Kessous Roy, Davidson Ehud, Meirovitz Mihai, Sergienko Ruslan, Sheiner Eyal
aDepartment of Obstetrics and Gynecology bClalit Health Services (Southern District), Soroka University Medical Center, Faculty of Health Sciences cDepartment of Public Health, Ben-Gurion University of the Negev, Beer-Sheva, Israel.
Eur J Cancer Prev. 2017 Mar;26(2):151-155. doi: 10.1097/CEJ.0000000000000228.

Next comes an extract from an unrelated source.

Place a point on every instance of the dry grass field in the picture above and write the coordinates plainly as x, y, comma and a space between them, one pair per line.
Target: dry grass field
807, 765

The aim of this study was to investigate the association between a history of prepregnancy obesity and a woman's future long-term risk for the development of female malignancies. A population-based study compared the incidence of long-term female malignancies in a cohort of consecutive women with and without a diagnosis of prepregnancy obesity. Deliveries occurred between the years 1988 and 2013, with a mean follow-up duration of 11.6 years. Women with known malignancies before the index pregnancy and known genetic predisposition for malignancy were excluded from the study. Female malignancies were divided according to specific type (ovary, uterine, breast, and uterine cervix). A Kaplan-Meier survival curve was used to estimate the cumulative incidence of malignancies. A Cox proportional hazards model was used to estimate the adjusted hazard ratios for female malignancy. During the study period, 106 251 deliveries fulfilled the inclusion criteria; 2.2% (n=2360) occurred in patients with a history of prepregnancy obesity. During the follow-up period, patients with prepregnancy obesity had a significantly increased risk for hospitalization because of female malignancies as a group and specifically ovarian and breast cancer. Using a Kaplan-Meier survival curve, patients with a previous diagnosis of prepregnancy obesity had a significantly higher cumulative incidence of female malignancies. Using a Cox proportional hazards model, adjusted for confounders such as gestational diabetes mellitus and maternal age, prepregnancy obesity remained independently associated with long-term risk for female malignancies (adjusted hazard ratio: 1.4; 95% confidence interval: 1.1-1.9; P=0.045). Prepregnancy obesity is an independent risk factor for long-term female malignancies such as ovarian and breast cancer.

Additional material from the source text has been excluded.